(0 0 1) Facet-exposed anatase-phase TiO2 nanotube hybrid reduced graphene oxide composite: Synthesis, characterization and application in photocatalytic degradation

- The hydrothermal and lyophilization methods can reduce GO and anchor TNT to RGO sheets synchronously.
- The RGO-TNT can enhance the photocatalytic degradation of methylene blue, superior to pure TNT.
- The photocatalytic activity can be changed by adjusting mass ratios of TiO2 powder to GO used for preparation of RGO-TNT.

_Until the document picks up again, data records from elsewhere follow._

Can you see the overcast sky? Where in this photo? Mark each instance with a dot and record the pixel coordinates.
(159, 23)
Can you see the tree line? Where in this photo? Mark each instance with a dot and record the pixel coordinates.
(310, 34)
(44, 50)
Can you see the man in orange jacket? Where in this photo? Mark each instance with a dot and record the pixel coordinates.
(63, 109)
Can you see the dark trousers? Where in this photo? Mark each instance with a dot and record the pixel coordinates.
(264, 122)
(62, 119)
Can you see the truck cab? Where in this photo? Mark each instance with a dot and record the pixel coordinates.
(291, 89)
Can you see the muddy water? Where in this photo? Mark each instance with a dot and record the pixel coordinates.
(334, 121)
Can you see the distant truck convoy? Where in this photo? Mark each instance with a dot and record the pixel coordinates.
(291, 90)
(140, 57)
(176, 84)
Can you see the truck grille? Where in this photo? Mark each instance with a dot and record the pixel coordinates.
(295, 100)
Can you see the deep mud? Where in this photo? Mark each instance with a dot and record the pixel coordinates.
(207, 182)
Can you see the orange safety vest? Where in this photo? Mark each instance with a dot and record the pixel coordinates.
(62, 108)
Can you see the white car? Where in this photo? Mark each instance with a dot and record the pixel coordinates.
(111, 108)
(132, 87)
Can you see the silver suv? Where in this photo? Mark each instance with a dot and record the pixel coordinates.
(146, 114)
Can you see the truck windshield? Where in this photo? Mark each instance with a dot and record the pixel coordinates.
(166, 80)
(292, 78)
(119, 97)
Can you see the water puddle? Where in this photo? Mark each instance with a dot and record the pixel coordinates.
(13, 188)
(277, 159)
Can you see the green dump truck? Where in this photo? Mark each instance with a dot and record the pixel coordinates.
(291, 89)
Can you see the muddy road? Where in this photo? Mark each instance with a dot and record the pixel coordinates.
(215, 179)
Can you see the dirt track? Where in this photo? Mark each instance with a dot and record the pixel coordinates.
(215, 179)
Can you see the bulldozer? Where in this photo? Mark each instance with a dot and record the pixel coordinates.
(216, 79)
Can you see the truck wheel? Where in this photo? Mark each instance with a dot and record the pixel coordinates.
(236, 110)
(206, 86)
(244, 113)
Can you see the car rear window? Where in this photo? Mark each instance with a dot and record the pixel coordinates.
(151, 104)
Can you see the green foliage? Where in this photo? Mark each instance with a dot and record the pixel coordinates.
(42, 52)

Reduced graphene oxide (RGO) and TiO2 nanotube (TNT) with (0 0 1) facet-exposed anatase phase are covalently bonded together to synthesize TNT hybrid RGO (RGO-TNT) through consecutive process such as hydrothermal reaction, HCl washing, lyophilization and heat treatment with graphene oxide (GO), TiO2 powder and high concentration NaOH solution as the starting materials. The TNT with the diameter between 10 and 20 nm characterized by high resolution transmission electron microscopy (HRTEM) is in anatase phase proven by X-ray diffraction (XRD) and HRTEM. Additionally, the more active (0 0 1) facet is exposed identified by HRTEM. More significantly, TNT is bridged to RGO by CTi bond by the measurement of X-ray photoelectron spectroscopy (XPS). The photoluminescence (PL) spectra has testified that RGO in RGO-TNT can transfer and accept photoelectrons from TNT. The photocatalytic activity of RGO-TNT for degrading methylene blue (MB) is enhanced by contrast with pure TNT, and changeable by adjusting the mass ratios of GO to TiO2 powder. Simultaneously, lyophilization is benefit for maintaining the high active surface area of RGO-TNT, which is deeply in relationship with a higher photocatalytic activity. After four running cycles of photocatalytic degradation, RGO-TNT has shown a high stability and perfect reproducibility.